Dynamic reconfiguration

The bootc model emphasises building a custom container image, binding together a base operating system with configuration in a "static" manner.

However, there are no default restrictions on "dynamic" reconfiguration. For example, you can include default firewall rules in the base image configuration, but it’s also possible to directly apply live firewalling changes by invoking tools such as nft or firewall-cmd etc. by invoking the command directly, or scripting it across multiple machines via tooling such as Ansible.

Best practice: transient runtime reconfiguration

Using firewalling as an example, the default for the firewall-cmd tool is that changes are not persistent across a reboot; you need to explicitly use the --permanent flag, which will cause the changes to be written to the /etc directory.

By default, the /etc directory is persistent, and changes made via tools such as firewall-cmd --permanent can over time lead to "state drift"; the contents of the /etc on the system will differ from the one described in the container image.
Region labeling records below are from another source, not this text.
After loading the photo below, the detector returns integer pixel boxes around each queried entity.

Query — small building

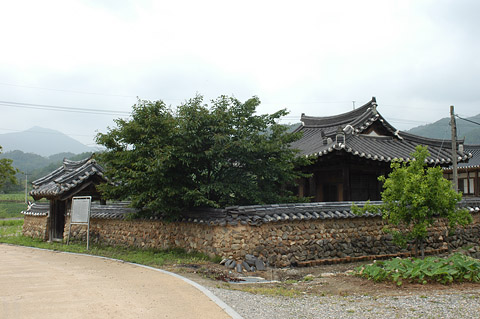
[292,97,472,202]
[30,157,106,241]
[443,145,480,197]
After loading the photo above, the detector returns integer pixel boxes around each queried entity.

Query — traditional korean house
[292,97,472,202]
[443,145,480,197]
[29,157,105,240]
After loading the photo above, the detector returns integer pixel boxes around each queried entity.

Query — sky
[0,0,480,146]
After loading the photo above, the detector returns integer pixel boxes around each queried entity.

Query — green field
[0,220,220,267]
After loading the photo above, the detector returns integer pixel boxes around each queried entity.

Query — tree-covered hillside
[0,150,92,193]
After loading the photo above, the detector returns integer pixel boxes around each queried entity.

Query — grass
[0,201,27,218]
[0,193,33,203]
[0,220,215,267]
[355,253,480,286]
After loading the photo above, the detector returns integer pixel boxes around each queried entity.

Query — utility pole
[450,105,458,193]
[25,172,28,204]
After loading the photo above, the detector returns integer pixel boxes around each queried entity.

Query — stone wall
[22,215,48,240]
[64,213,480,267]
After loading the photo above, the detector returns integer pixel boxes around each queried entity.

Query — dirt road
[0,244,236,319]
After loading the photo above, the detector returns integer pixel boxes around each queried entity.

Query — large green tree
[0,146,17,189]
[353,145,472,258]
[97,96,307,216]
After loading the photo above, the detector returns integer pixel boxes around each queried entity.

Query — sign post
[67,196,92,250]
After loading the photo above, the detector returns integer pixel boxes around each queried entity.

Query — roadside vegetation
[352,145,473,258]
[355,253,480,286]
[0,220,219,267]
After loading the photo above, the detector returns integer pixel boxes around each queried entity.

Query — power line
[0,101,130,115]
[455,114,480,125]
[0,127,96,137]
[0,83,137,98]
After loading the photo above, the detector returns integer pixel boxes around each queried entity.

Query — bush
[355,253,480,286]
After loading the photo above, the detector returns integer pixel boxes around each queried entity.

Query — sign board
[67,196,92,250]
[71,196,92,224]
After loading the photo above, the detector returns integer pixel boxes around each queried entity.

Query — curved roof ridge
[32,154,95,186]
[301,97,377,127]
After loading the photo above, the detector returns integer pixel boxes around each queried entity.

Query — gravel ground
[208,288,480,319]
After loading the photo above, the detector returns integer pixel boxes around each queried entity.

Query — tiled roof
[292,98,472,165]
[22,198,480,226]
[30,157,104,199]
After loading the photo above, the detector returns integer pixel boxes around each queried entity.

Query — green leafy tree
[97,96,308,216]
[353,145,472,258]
[0,146,17,189]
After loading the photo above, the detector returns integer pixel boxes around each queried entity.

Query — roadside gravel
[208,287,480,319]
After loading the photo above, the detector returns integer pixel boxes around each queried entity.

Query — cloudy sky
[0,0,480,145]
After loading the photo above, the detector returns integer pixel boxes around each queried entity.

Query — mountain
[0,150,92,193]
[407,114,480,144]
[0,126,96,156]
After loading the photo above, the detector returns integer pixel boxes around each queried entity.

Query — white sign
[71,196,92,224]
[67,196,92,250]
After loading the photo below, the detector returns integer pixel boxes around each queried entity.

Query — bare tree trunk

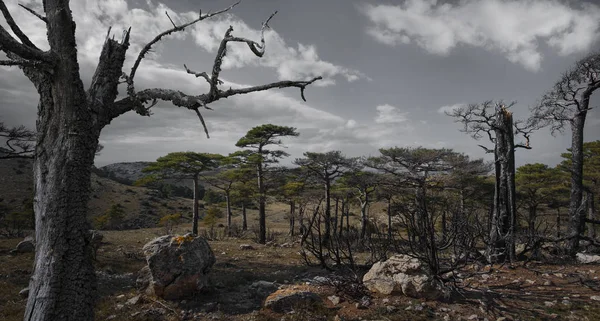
[242,201,248,231]
[388,197,392,241]
[323,180,331,244]
[332,197,340,235]
[360,193,369,239]
[24,10,102,321]
[588,193,596,239]
[487,108,516,262]
[192,175,200,235]
[225,191,233,236]
[339,198,347,237]
[568,113,589,256]
[556,206,560,238]
[290,200,296,236]
[256,160,267,244]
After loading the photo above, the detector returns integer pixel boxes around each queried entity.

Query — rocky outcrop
[137,234,215,300]
[363,255,448,300]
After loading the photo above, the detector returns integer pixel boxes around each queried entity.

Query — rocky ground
[0,225,600,321]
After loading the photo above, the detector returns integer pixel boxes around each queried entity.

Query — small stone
[327,295,340,305]
[125,295,142,305]
[19,288,29,299]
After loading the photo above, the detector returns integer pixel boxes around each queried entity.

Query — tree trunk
[323,179,331,244]
[332,197,340,235]
[225,191,232,237]
[192,174,200,235]
[242,201,248,231]
[339,198,347,237]
[256,161,267,244]
[568,112,589,256]
[290,200,296,236]
[588,193,596,239]
[556,206,560,238]
[487,108,516,262]
[360,193,369,239]
[24,11,101,321]
[388,197,392,241]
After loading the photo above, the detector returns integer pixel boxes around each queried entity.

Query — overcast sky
[0,0,600,166]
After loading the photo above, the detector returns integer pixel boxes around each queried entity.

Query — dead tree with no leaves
[531,53,600,256]
[447,101,536,262]
[0,0,320,321]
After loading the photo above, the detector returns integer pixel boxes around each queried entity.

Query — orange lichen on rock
[172,234,194,245]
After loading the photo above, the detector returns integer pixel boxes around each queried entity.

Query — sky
[0,0,600,166]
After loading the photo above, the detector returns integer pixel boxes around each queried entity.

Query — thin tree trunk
[556,206,560,238]
[568,113,589,256]
[242,201,248,231]
[587,193,596,239]
[323,180,331,244]
[388,197,392,241]
[332,197,340,235]
[257,160,267,244]
[225,191,233,237]
[339,198,347,237]
[290,200,296,236]
[360,192,369,239]
[192,175,200,235]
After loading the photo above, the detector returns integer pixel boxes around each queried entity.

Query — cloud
[193,14,370,86]
[375,104,408,124]
[438,103,467,114]
[361,0,600,71]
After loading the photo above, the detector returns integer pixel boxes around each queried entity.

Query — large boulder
[137,234,215,300]
[363,254,448,300]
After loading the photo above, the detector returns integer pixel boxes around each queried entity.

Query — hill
[0,159,192,229]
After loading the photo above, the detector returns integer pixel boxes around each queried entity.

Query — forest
[0,0,600,321]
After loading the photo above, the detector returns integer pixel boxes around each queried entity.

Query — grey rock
[137,234,215,300]
[363,255,449,300]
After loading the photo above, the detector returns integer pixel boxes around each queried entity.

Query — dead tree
[531,53,600,256]
[0,122,35,159]
[447,101,536,262]
[0,0,320,321]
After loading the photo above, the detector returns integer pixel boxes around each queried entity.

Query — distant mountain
[99,162,150,185]
[97,162,220,189]
[0,159,192,229]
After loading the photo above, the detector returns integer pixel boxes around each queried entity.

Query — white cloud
[193,14,369,86]
[362,0,600,71]
[375,104,408,124]
[438,103,467,114]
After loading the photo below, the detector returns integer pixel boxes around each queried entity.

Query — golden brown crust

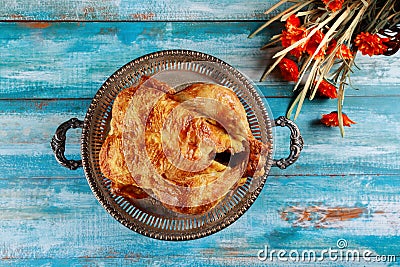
[99,78,268,214]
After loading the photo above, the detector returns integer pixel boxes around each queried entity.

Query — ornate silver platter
[51,50,303,240]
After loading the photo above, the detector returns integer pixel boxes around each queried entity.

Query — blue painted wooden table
[0,0,400,266]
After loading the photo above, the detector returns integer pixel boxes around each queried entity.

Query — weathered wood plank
[0,97,400,178]
[0,22,400,99]
[0,0,274,21]
[0,175,400,264]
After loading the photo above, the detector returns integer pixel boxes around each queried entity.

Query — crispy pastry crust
[99,78,268,214]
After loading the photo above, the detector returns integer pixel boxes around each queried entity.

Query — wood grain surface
[0,0,400,266]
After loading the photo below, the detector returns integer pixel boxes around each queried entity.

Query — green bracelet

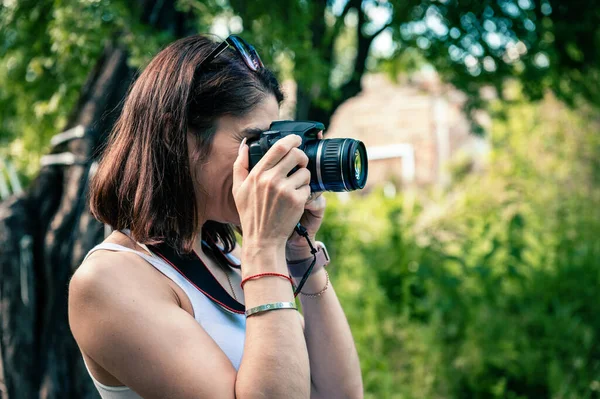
[246,302,298,317]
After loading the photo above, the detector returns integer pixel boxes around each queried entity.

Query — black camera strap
[148,243,246,314]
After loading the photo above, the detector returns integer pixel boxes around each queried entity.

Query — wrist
[292,267,327,293]
[242,243,288,278]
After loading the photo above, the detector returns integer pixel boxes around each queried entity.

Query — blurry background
[0,0,600,399]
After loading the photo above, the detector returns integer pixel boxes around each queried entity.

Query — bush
[319,94,600,398]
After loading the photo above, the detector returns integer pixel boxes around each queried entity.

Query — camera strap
[147,243,246,314]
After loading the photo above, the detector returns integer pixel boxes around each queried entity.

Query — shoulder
[68,238,179,341]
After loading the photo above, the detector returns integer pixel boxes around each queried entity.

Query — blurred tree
[0,0,198,399]
[181,0,600,134]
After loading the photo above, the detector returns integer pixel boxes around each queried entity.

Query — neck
[194,218,206,254]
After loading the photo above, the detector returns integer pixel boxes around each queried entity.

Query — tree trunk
[0,0,190,399]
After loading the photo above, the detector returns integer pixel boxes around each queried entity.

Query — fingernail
[238,137,247,155]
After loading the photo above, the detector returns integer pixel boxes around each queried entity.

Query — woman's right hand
[232,134,310,252]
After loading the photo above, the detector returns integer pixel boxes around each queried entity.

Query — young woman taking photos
[69,35,363,399]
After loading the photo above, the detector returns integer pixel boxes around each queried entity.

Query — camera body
[247,120,368,192]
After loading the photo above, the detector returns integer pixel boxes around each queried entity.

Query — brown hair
[90,35,283,253]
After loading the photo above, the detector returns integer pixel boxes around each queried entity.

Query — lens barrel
[304,139,368,192]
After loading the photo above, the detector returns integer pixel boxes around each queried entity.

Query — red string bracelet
[240,273,294,289]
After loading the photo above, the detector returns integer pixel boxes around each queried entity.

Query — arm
[69,249,309,399]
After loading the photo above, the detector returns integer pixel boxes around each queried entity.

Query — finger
[296,184,310,202]
[304,195,326,212]
[252,134,302,173]
[233,137,249,191]
[287,168,310,189]
[272,148,308,176]
[306,191,323,205]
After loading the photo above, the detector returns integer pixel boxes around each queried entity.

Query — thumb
[233,137,249,188]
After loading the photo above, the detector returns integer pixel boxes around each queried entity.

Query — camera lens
[305,139,368,191]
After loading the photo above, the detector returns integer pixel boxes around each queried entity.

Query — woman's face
[188,95,279,225]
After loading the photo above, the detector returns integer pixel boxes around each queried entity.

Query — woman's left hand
[286,131,326,260]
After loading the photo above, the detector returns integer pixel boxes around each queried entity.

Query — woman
[69,36,362,399]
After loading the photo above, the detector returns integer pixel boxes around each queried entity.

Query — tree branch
[369,21,392,42]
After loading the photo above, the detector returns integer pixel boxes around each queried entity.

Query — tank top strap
[83,242,156,263]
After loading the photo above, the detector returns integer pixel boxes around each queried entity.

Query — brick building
[283,73,486,189]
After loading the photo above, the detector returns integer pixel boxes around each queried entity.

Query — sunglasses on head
[198,35,264,72]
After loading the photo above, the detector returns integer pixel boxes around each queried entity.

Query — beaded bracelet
[300,269,329,298]
[240,272,294,289]
[246,302,298,317]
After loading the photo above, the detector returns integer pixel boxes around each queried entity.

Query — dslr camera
[247,121,368,192]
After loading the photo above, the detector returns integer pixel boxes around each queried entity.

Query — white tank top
[84,229,246,399]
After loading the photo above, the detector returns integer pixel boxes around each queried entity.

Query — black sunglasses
[198,35,264,72]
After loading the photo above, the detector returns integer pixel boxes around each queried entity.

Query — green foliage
[319,94,600,398]
[0,0,178,180]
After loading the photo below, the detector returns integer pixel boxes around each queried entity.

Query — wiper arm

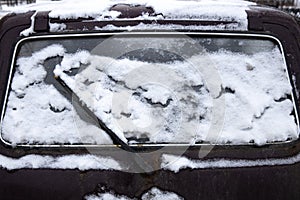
[55,76,154,172]
[55,76,135,152]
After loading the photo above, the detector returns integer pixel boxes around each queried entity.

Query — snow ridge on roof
[6,0,255,29]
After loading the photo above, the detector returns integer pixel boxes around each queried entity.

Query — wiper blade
[55,76,135,152]
[55,76,154,172]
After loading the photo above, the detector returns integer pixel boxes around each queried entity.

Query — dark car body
[0,1,300,200]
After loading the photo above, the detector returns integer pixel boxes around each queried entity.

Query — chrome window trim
[0,31,300,148]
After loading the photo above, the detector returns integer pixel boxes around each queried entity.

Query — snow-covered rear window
[1,34,298,145]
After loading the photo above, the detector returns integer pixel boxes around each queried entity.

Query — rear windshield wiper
[55,76,134,152]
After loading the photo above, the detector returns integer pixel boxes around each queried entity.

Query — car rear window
[1,33,298,145]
In this default configuration, a best practice is to first make the changes in the base image, queuing the changes (but not restarting running systems), and also simultaneously write e.g. an Ansible playbook to apply the changes to existing systems, but just in memory.

It is also possible to configure the /etc directory to be transient as well. For more, see Filesystem.

The /run directory

The /run directory is an API filesystem that is defined to be deleted when the system is restarted. It is a best practice to use this directory for transient files.

Dynamic reconfiguration models

Pull

A common pattern is to contact a remote network server for dynamic configuration state. This is effectively how Kubernetes operates - the API server defines the desired state of the system, and machines reconcile to that state.

In this model, you may either include code directly embedded in your base image or a privileged container that contacts the remote network server for configuration, and itself spawns further container images (for example, via the podman API).

Push

Instead of a "pull" based model, at least some workloads may best match a "push" model, as implemented by tooling such as Ansible.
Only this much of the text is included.